Since 1996 I have taught outdoor education at a centre near Guildford and I love what I do, but I have taught the sessions so many times that I was beginning to get bored. Looking around I found a masters degree course at Edinburgh University. I applied and got a place which is where the fun began as wheelchairs and outdoors dont got particually well together but uni have been exellent and made everything as easy as possible, including a field trip to the isle of Rum.

Part of the uni course was an alpine skiing week. Since I had never skiied even pre injury I thought that I had better learn so I didnt look stupid infront of my peers. I knew that it was possible to ski sitting down as I had seen someone doing it while i was having lunch in the restraunt at Cairngorm mountian. After a bit of research I found a charity called DSUK who teach people with disabilities to ski or snowboard.

Posing in Neideral

In March 2010 I had my first sitski lesson, on the beginner slope, which seemed very tall at the time.
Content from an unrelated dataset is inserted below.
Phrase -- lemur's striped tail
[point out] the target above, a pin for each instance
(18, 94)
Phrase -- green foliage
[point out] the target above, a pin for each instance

I progressed onto the main slope at the indoor snowdome and used to sit at the top worrying about the drop. I went to Austria with DSUK in Jan 2011 for my first skiing experience outdoors in the sunshine and it was amazing. I had to work hard but progressed a lot, the highlight of the week was a steep red on the last day.

Along came the university trip I had learnt to ski for in Teigns. That was an amazing week. I was accompanied by an amazing instructor and we had a super week, skiing to all corrners of the resort. The total for the week was lots of reds and some blacks. I impressed myself as I didnt think I could be that good.

After Teigns the indoor dome seemed tame so after some more investigation I found I could take lessons on how to race through gates. This would be a class with able bodied people in but it worked well.

By chance I found out about the combined services disabled ski team and to my suprise found I was eligable to join. Shortly after this I was offered to go to winter training with the British team development squad. I have spent the last few months indoors training hard  and am looking forward to the end of October 2011 when I finally get to train on real snow, and really start along my road to the winter paralympic games at Sochi in 2014.